Some of the themes and issues that can be explored are:
- Understanding sexuality through historical time
- Caste, class and cultures of sexuality
- Sexuality in music, media and popular culture
- Consumer cultures and sexual cultures
- Sexuality and ‘youth culture’
- Sexuality in Indian literature: ancient to modern
- Sexuality and regional cultures
- The family and sexuality
- Sexuality, NGOs and the law
- Non-heteronormative sexualities
Among other things, the workshop seeks to explore relationships between the ‘mainstream’ and its others, in order that we might problematise the making of sexual norms. If cultures of sexuality are to be seen for what they are – unstable, contested, and in flux – then it is important to juxtapose different kinds of sexual claims. What are the contexts for the emergence of discourses – rights based, legal, cultural etc. – of non-heterosexual cultures India? What is the relationship between different forms of urban politics and LGBTI issues? It becomes important, then, to explore why it is that we talk about sexuality at this moment in time in the ways that we do. And further, why are histories of sexuality important to the present?
This interdisciplinary seminar encourages contributions from scholars from different disciplines working across a range of contexts, utilizing diverse methodologies to understand the contested field of sexualities. It seeks to build the grounds for an understanding of sexuality in India over the long term and also of its relationship with modernity in its different aspects.
A limited number of participants will be invited for the seminar. Those intrested in participating should send a synopsis (700 words) of the proposed paper to following Email ID’s :-
- aroiias@gmail.com
- sanjays3050@gmail.com
Please click here for more details…
Call for Papers for the Seminar on “Sexuality and Society in India”.

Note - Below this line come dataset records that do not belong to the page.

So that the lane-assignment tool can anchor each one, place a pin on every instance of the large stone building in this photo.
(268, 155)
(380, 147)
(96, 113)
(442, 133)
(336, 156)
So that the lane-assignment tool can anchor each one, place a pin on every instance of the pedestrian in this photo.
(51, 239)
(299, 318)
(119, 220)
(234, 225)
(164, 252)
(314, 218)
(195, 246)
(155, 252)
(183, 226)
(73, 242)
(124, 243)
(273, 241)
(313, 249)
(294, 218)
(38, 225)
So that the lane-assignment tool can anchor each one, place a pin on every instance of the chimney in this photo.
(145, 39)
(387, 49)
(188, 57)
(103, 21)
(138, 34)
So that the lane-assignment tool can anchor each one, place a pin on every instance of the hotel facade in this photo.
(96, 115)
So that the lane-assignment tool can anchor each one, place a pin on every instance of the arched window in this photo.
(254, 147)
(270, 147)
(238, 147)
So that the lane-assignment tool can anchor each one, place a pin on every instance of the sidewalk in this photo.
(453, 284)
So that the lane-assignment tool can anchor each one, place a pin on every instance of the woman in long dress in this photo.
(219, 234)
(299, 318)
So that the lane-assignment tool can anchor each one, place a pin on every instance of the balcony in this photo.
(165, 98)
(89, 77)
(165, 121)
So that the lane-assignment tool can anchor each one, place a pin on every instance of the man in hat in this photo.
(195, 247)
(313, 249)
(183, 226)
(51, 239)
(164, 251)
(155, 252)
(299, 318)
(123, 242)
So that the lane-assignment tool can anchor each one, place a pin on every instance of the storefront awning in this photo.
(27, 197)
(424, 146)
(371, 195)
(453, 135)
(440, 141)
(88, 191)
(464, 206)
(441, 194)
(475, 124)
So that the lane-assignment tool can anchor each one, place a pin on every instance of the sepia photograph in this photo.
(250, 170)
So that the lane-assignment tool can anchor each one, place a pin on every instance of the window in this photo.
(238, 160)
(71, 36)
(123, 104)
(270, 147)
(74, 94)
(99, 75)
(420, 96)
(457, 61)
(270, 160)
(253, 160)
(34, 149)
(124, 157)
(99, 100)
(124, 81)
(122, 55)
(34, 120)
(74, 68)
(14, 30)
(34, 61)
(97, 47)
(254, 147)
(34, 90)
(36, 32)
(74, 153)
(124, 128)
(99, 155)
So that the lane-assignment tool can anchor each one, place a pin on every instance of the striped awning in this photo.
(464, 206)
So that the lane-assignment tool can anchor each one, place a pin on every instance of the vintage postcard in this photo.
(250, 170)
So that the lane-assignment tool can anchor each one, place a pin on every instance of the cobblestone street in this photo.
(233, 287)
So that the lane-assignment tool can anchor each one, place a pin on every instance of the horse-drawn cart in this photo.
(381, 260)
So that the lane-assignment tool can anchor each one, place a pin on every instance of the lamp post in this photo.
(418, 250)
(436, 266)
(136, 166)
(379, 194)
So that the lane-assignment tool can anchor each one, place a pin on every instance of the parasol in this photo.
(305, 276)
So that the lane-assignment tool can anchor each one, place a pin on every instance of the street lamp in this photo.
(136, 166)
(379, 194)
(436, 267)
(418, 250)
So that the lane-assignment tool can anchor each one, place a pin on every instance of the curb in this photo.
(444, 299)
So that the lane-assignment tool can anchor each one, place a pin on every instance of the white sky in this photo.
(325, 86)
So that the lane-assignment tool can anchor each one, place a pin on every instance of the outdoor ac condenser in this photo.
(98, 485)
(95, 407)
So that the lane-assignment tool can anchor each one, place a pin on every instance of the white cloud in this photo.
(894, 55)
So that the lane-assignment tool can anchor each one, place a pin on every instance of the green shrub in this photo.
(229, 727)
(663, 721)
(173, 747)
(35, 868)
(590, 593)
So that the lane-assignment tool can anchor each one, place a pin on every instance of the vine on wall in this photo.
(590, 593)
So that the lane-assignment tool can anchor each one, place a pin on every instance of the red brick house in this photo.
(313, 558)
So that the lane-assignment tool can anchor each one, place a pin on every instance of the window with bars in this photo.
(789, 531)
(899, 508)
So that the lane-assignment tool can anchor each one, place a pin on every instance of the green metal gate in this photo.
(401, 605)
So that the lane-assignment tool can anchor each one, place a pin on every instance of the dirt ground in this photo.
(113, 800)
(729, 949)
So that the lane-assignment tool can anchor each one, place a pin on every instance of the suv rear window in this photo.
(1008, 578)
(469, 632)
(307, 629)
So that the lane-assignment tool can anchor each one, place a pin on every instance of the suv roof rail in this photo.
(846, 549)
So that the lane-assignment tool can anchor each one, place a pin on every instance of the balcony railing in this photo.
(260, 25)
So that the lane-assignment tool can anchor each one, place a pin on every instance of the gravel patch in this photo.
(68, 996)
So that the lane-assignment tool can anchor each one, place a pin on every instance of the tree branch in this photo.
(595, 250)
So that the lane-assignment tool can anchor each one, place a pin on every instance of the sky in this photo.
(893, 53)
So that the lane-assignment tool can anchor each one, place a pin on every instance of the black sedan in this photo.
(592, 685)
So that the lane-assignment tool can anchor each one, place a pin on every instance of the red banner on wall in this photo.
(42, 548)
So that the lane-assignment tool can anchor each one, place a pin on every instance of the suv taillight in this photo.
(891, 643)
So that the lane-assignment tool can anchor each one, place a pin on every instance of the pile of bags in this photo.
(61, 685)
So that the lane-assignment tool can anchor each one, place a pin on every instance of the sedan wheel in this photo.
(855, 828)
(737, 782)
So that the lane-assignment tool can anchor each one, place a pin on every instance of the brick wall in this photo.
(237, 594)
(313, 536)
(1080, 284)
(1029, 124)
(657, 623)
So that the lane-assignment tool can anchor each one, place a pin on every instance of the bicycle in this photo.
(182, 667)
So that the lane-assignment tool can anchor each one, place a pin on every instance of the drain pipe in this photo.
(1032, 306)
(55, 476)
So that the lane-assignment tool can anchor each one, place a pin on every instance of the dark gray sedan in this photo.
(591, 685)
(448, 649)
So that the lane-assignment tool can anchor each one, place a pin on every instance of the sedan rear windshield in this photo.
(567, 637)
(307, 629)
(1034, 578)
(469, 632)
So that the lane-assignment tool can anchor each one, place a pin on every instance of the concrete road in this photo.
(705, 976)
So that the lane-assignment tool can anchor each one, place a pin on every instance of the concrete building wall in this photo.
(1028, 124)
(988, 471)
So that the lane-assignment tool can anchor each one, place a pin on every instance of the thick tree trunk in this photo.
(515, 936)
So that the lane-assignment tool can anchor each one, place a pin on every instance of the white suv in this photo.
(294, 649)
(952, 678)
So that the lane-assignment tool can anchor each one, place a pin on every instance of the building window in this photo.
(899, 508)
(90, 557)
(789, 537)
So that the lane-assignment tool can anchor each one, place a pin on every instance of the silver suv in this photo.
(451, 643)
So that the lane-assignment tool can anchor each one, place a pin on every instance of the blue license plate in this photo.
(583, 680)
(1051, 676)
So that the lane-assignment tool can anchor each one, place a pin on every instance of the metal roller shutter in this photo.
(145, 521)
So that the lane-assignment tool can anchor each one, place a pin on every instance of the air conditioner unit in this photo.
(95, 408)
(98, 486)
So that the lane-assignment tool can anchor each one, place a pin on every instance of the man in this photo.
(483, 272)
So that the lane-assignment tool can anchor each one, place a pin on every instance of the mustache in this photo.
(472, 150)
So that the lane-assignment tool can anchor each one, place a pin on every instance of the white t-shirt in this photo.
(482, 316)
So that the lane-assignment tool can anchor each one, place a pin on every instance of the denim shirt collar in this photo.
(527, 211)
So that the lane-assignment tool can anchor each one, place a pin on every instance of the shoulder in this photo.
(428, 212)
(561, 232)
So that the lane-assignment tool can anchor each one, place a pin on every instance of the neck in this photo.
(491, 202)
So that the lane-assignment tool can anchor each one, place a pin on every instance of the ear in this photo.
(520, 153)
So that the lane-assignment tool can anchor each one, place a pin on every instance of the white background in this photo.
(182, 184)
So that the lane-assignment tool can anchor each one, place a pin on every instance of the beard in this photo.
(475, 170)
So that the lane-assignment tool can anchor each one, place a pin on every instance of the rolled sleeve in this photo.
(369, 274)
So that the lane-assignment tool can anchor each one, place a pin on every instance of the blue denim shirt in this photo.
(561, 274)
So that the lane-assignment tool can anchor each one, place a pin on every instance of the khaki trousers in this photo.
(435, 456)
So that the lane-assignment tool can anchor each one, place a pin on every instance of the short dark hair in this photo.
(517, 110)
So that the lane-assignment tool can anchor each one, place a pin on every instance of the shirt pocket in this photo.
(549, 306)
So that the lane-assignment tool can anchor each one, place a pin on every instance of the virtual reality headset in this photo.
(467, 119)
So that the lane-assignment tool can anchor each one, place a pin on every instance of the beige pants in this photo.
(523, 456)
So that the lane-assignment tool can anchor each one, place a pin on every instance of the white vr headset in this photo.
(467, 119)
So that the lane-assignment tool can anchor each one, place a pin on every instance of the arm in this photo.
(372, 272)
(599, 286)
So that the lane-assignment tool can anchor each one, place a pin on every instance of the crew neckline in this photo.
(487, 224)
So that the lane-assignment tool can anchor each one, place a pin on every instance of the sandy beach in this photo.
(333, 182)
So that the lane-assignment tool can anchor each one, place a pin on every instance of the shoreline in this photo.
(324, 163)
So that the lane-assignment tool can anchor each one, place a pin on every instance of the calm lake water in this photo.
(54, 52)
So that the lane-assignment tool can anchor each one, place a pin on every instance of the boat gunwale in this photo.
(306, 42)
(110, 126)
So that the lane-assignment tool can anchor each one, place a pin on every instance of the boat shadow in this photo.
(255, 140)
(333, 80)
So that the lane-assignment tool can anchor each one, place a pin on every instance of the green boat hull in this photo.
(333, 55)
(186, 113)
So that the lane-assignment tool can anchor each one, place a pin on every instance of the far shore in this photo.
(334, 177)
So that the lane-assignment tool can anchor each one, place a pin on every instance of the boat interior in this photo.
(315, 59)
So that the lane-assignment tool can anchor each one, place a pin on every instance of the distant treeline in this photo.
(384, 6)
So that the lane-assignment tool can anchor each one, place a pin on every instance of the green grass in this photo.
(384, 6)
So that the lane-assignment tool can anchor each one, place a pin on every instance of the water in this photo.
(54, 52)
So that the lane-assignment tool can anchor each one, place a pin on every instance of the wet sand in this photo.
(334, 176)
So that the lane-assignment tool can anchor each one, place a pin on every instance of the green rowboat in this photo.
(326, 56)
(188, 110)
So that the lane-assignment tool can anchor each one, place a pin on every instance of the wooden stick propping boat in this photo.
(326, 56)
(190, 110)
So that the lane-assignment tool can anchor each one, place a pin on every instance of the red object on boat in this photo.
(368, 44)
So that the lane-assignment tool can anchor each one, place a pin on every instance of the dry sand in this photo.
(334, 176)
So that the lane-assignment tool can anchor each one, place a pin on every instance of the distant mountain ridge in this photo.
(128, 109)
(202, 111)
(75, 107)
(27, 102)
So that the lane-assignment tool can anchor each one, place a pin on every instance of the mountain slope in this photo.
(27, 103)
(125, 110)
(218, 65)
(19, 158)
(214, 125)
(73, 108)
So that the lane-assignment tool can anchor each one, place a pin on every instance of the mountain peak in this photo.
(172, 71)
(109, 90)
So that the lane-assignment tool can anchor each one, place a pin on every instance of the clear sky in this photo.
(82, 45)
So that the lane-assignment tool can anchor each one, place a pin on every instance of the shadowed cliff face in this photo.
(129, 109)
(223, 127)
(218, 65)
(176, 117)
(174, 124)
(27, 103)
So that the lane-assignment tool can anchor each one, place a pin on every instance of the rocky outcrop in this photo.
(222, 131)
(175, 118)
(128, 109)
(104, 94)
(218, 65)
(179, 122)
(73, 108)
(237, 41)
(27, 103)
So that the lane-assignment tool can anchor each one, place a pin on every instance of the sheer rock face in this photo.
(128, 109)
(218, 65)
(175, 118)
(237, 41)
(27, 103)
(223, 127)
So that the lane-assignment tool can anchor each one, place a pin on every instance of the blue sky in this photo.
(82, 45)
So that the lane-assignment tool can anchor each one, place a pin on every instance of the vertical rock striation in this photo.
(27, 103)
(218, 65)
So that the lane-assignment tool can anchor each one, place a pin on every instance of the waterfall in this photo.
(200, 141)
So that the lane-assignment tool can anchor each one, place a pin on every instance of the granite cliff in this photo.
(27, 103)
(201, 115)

A limited number of participants will be invited for the seminar. Those interested in participating should send a synopsis (700 words) of the proposed paper along with their C.V. and a covering letter latest by 30 June 2014 to both the address mentioned below:
1. Academic Resource Officer,
Indian Institute of Advanced Study,
Rashtrapati Nivas, Shimla – 171005.
Email: aroiias@gmail.com
2. Professor Sanjay Srivastava,
Institute of Economic Growth,
Delhi University, Delhi 110007.
Email: sanjays3050@gmail.com
It is the policy of the Institute to publish the proceedings of the seminars it organizes. Therefore, the invited participants will be expected to submit complete papers to the Academic Resource Officer, Indian Institute of Advanced Study, Shimla – 171005 at least one week before the seminar.